While you at least have to admire the creativity, if not sense, of your average 16 year old Hong Konger in her attempt to be up to date, your average pregnant woman in Hong Kong sits at the opposite end of the spectrum. No yummy mummies for you here, it seems that almost every pregnant woman in Hong Kong decides to don a large, cheap, cotton, smock-type dress as soon as she shows a bump. Prior to coming to HK the only person I had seen wear such a garment was Homer Simpson in the episode where he decided to become clinically obsese to get benefits. Sexy and gorgeous they are not.
Which confuses me even more. The women who, overnight, try to turn themselves into a pale pink or pale blue scout campsite are in the main gorgeous. Your average Hong Kong woman is stunning, so why they seem so keen to adopt these hideous afronts to fashion is beyond me.

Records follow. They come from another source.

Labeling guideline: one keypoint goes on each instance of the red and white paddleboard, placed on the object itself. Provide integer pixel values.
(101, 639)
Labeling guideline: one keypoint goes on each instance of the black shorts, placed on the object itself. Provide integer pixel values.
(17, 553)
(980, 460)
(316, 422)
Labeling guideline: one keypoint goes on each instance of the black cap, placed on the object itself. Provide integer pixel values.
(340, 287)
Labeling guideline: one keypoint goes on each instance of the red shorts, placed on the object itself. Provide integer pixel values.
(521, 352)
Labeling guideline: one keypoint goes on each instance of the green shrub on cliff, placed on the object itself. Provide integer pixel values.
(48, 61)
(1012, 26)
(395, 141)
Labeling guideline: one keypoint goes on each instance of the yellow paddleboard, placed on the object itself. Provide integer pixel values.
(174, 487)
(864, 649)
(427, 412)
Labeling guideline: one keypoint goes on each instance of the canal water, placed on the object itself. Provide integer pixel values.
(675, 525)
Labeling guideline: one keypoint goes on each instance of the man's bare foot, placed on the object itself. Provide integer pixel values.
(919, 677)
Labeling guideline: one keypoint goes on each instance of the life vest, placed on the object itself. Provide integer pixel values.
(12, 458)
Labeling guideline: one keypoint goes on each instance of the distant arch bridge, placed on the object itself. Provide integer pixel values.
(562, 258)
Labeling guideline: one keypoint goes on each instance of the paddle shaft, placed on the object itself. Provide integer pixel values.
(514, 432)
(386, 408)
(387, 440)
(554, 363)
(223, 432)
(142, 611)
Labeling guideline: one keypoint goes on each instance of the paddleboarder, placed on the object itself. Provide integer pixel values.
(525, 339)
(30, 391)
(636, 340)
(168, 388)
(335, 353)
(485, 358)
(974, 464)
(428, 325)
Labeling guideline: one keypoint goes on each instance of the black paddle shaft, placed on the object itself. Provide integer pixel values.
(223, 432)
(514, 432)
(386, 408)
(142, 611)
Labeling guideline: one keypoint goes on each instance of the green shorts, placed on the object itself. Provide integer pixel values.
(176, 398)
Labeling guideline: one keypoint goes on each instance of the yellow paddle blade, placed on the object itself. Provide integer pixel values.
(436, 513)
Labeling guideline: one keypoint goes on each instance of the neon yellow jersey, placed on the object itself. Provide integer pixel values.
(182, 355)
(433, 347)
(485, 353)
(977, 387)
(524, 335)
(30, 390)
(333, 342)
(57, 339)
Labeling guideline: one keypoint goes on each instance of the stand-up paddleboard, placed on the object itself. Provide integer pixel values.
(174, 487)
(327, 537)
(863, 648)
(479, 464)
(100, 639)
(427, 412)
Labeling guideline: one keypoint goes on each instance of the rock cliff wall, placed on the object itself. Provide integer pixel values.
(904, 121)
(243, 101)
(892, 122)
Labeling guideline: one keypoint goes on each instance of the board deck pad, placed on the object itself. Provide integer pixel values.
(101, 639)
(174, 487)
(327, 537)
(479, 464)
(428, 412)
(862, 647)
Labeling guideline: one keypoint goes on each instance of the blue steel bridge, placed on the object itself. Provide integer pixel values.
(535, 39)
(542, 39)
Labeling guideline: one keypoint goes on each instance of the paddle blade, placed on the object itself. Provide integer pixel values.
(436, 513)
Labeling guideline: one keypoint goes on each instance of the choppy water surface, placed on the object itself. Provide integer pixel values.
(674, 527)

I am most certainly not looking at my best at the moment. Although Greenpeace have yet to come to repatriate this particular beached whale back into the sea, it is only a matter of time. But even I, in my largesse, can't see why I would want to look like something you would erect in your back garden for a wedding (although the rapidly increasing size of bump means I am available to hire should you be looking).
There are exceptions. S, who I work with and is due in 4 weeks, has adopted a series of lovely tight tops and sexy trousers and looks amazing whenever she comes to work. P turned up at a ball, 8 months pregnant in a gorgeous silk pleated number showing her toned curves and lushious bump - and proceeded to boogie with her husband until the wee small hours. However, these are the exceptions and you will still see the majority of pregnant women of any nationality in this city adopting this shapeless, unappealing, almost unisex, uniform.
And of course, they are always wearing flat shoes.
How did that happen?
4 years ago
1 comment:
Homer's garment was called a muumuu. He teamed it with an attractive flat cap (known as a "bunnet" in Scotland), of course, which made him look all the more fetching.
Chinese women traditionally don't wear two-pieces when they're pregnant as the belief is that it constricts the baby. Hence the preponderance of voluminous smocks which, even in size bird, can make any woman look like a walking circus tent.
The only thing to be said for the empire line, smock-tastic items in the shops in the last couple of seasons is that if you're pregnant, you can still look like everyone else this season.